Cultural critic Michael Benedikt suggests that "there is probably a shorter distance from the unconscious to the prose poem, than from the unconscious to most poems in verse." In what ways do you think this is true?
I'm sitting in my bedroom/office, writing at the computer, claustrophobic, myopic, on the verge of some kind of minor breakdown. I don't have the will to write a poem, nor do I have any desire to sort out the facts of my life in order to create a construct of memory designed to misrepresent my actual experience, a fiction if ever there was one. So I write whatever comes to mind with no sense of what it might be.
I'm sitting where I am because my wife and I are estranged and soon to separate. In the meantime, I live in a very small room of the house where I sleep, eat, and write. My world has shrunk to about 8' X 10'. All I really have is my imagination and my neuroses. I write about monkeys and men who are lost, among other things. But I don't write about myself.
Some time has passed, and when I look at what I've written, I see that all of it is autobiographical in painfully revealing ways. I decide not to show anyone what I've written.
Some more time passes, and I have a slightly more objective view of my work. It makes me laugh, though I'm still uncomfortable. I show some of the work to a few friends. They like it. I reassess.
Aside from a few word choices or basic sentence structures, I don't do any substantial revision. There seems to have been a more direct flow from my unconscious to the page. Is it art? Probably not. Is it poetry? I doubt it. But it is a more accurate representation of who I am than any of the verse I've written. Because I wasn't concerned about art or about poetry, I wrote something else, something less concerned with artifact and more concerned with...well, concerned with being honest. Not that I set out to be honest. I was simply trying to entertain myself at a time when I could barely convince myself to get out of bed. I thought quite a bit about Joseph K. and wondered how soon before my transformation would begin.
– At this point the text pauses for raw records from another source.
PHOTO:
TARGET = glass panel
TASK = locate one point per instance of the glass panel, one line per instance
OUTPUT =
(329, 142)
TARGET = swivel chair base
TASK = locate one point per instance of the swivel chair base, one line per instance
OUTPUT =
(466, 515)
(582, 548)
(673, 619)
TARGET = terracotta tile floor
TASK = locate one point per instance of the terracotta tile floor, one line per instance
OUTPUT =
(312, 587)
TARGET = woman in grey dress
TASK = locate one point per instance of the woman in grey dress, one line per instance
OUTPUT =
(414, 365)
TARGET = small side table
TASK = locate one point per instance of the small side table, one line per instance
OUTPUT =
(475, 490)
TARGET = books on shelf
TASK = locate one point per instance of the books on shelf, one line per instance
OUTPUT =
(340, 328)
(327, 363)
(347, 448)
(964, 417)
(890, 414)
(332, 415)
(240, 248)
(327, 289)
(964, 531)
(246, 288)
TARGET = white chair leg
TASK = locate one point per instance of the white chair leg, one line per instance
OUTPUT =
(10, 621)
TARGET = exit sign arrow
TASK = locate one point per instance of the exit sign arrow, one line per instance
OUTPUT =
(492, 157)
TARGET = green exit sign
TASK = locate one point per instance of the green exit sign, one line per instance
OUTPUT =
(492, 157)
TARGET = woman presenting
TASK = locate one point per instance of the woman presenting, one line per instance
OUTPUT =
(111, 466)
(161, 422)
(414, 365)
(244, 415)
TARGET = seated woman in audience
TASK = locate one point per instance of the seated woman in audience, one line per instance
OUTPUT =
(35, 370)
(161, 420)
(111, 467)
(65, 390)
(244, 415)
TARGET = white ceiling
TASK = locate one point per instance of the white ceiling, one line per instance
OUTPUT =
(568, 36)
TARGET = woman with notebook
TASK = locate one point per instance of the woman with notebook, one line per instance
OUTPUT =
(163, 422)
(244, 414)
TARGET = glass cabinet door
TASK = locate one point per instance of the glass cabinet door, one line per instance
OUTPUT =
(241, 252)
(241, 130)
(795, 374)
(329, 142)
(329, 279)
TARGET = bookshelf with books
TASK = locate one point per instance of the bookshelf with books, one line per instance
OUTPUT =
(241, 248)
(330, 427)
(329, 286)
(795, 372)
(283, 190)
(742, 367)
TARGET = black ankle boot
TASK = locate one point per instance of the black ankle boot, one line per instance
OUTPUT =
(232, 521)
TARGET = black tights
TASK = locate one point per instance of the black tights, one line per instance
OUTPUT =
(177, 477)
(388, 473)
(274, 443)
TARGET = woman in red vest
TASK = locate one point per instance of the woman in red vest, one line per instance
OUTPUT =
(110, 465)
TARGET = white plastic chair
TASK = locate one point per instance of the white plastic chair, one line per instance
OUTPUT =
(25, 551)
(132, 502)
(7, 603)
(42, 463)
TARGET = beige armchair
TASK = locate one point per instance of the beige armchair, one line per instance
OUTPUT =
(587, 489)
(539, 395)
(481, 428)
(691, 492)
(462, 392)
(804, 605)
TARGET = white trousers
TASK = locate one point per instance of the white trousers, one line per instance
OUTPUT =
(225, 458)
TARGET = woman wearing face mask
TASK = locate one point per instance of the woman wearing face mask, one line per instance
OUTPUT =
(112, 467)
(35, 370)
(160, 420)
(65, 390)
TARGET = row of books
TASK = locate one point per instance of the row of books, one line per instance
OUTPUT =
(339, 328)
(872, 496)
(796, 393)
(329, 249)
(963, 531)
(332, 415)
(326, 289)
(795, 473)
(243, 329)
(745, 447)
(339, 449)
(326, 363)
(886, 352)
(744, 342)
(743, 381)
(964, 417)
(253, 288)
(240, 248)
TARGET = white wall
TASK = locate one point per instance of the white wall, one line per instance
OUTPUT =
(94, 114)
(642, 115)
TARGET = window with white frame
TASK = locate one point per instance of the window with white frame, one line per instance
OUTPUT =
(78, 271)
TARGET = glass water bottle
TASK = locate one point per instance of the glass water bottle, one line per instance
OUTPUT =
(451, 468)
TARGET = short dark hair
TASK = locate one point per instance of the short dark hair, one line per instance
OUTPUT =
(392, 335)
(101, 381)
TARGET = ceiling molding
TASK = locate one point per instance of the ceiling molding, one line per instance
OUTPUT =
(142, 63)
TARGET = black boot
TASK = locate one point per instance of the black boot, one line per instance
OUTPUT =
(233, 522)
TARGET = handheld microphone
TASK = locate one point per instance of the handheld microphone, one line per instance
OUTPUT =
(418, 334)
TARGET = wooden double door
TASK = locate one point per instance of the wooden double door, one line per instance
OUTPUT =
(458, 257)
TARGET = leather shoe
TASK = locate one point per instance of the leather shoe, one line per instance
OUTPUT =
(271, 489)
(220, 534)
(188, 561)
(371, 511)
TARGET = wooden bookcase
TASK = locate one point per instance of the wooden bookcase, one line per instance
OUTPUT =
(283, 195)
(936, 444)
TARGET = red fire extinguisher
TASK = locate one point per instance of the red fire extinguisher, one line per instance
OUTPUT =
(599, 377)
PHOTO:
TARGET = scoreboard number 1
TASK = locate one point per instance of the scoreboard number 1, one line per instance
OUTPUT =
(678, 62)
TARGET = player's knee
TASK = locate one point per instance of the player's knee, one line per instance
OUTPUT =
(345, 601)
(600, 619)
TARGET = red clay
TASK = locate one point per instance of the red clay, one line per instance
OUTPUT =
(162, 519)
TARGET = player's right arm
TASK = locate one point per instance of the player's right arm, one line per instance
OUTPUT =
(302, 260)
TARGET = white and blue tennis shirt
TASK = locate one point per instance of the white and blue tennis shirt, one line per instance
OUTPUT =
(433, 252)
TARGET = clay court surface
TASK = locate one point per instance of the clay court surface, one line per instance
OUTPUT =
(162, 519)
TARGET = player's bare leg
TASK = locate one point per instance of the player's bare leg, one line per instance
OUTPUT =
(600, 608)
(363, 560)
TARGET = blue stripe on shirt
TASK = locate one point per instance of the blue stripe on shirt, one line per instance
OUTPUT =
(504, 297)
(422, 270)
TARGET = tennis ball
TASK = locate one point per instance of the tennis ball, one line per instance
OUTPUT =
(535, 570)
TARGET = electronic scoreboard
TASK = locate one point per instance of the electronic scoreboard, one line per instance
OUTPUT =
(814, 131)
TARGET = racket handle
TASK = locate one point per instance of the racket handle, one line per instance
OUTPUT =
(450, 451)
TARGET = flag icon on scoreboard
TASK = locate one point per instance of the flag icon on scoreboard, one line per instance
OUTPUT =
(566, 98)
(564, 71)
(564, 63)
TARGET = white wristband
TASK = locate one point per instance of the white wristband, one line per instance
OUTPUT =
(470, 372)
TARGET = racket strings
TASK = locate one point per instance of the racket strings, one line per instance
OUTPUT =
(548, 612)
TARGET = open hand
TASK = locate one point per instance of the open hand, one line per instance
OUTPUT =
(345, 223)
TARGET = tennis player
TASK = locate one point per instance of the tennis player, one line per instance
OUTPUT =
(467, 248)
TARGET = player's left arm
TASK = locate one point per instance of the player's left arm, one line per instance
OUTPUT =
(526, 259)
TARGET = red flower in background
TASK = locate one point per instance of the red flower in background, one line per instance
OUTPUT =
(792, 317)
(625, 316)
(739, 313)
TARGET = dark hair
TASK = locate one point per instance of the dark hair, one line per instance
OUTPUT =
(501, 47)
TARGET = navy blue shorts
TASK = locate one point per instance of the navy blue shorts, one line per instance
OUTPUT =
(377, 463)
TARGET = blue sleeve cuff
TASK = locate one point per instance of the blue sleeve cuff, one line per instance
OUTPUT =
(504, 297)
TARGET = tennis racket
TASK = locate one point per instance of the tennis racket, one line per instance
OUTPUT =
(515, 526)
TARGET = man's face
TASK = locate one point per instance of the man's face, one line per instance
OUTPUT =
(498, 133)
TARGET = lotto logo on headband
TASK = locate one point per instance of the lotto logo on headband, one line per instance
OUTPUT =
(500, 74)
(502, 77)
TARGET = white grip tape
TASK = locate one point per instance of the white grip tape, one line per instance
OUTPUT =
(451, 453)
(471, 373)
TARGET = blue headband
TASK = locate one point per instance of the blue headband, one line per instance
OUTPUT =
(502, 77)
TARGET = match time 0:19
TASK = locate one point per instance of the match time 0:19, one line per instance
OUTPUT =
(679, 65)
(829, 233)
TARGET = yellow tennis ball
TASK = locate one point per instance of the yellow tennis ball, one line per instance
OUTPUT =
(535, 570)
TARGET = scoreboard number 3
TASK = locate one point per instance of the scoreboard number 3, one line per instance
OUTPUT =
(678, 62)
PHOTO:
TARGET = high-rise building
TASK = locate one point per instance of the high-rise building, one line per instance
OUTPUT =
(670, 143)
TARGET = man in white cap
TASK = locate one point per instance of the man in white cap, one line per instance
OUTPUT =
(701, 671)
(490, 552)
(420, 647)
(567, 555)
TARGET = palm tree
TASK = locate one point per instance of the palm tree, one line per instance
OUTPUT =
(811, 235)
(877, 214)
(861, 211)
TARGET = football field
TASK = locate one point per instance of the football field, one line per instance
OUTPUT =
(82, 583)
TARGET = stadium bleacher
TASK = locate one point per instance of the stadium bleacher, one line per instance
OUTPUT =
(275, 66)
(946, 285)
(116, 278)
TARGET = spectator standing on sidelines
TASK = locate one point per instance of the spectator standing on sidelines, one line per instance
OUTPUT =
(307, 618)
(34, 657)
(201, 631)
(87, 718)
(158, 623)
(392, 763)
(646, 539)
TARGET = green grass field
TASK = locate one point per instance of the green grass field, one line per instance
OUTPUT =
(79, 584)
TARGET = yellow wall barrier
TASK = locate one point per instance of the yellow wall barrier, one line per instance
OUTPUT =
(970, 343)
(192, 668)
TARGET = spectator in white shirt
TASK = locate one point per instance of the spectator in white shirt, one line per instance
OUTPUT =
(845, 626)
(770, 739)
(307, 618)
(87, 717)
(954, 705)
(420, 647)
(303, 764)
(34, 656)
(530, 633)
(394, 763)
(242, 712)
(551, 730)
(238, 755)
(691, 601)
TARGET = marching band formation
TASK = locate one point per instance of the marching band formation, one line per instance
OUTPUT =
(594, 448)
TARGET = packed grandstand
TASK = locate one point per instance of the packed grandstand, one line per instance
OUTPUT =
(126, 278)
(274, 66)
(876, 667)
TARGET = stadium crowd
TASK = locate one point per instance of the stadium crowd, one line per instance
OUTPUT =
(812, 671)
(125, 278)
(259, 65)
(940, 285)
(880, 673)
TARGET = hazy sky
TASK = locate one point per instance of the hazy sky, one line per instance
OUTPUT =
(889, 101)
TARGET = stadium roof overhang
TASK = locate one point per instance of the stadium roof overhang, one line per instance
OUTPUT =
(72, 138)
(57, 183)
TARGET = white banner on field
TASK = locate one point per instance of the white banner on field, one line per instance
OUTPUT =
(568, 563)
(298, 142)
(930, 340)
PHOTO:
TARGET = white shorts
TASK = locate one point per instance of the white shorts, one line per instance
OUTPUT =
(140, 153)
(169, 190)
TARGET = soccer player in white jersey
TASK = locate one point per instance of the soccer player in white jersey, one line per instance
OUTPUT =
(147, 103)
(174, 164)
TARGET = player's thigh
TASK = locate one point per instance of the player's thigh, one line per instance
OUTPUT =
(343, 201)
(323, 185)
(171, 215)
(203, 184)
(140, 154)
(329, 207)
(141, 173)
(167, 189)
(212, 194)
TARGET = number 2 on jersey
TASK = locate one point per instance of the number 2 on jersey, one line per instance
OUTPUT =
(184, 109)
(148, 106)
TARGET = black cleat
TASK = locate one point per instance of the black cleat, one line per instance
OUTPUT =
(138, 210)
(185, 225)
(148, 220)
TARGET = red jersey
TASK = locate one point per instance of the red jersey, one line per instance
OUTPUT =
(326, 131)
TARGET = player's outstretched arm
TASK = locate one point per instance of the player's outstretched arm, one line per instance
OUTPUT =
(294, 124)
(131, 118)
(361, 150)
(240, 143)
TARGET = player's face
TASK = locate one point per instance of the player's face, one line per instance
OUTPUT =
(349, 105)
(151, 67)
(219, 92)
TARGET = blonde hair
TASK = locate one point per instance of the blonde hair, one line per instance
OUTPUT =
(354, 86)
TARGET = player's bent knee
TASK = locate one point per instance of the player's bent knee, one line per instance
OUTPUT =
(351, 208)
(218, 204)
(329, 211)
So what's my point? It's pretty simple. I wrote prose poems because I didn't care about any of the things that used to mean a great deal to me about poetry. I didn't care if I got the facts right, since I no longer thought it possible to know the past. I didn't care about line breaks or meter, because I didn't have the resolve to worry those things into place. I did, however, rekindle my love affair with metaphor; it kept me at bay from myself as I was writing and allowed me to write as unselfconsciously as I ever have. Of course, metaphor, being made of tenor as well as vehicle, eventually presented me with some irrefutable facts about myself. And if all this sounds a little too much like a form of autotherapeutic nonsense, that's because I left out the best part: I had a good time writing these prose poems. I felt liberated from myself in a way I didn't think was possible, and I had the rush of knowing that what appeared on the page in front of me was as direct a hit on my own psyche as I could muster.
So yes, I agree with Michael Benedikt. But only because he said "probably."
BIO
Christopher Kennedy is the author of a collection of prose poems, Nietzsche's Horse, from Mitki/Mitki Press. His work has appeared/will appear in Grand Street, Ploughshares, The Threepenny Review, The Quarterly, Mississippi Review, and many other magazines and journals. He received a Constance Saltonstall Foundation for the Arts grant in 1997 and a poetry fellowship from the New York Foundation for the Arts in 1999. One of the founding editors of 3rd Bed, he is the Director of the MFA Program in Creative Writing at Syracuse Univeristy.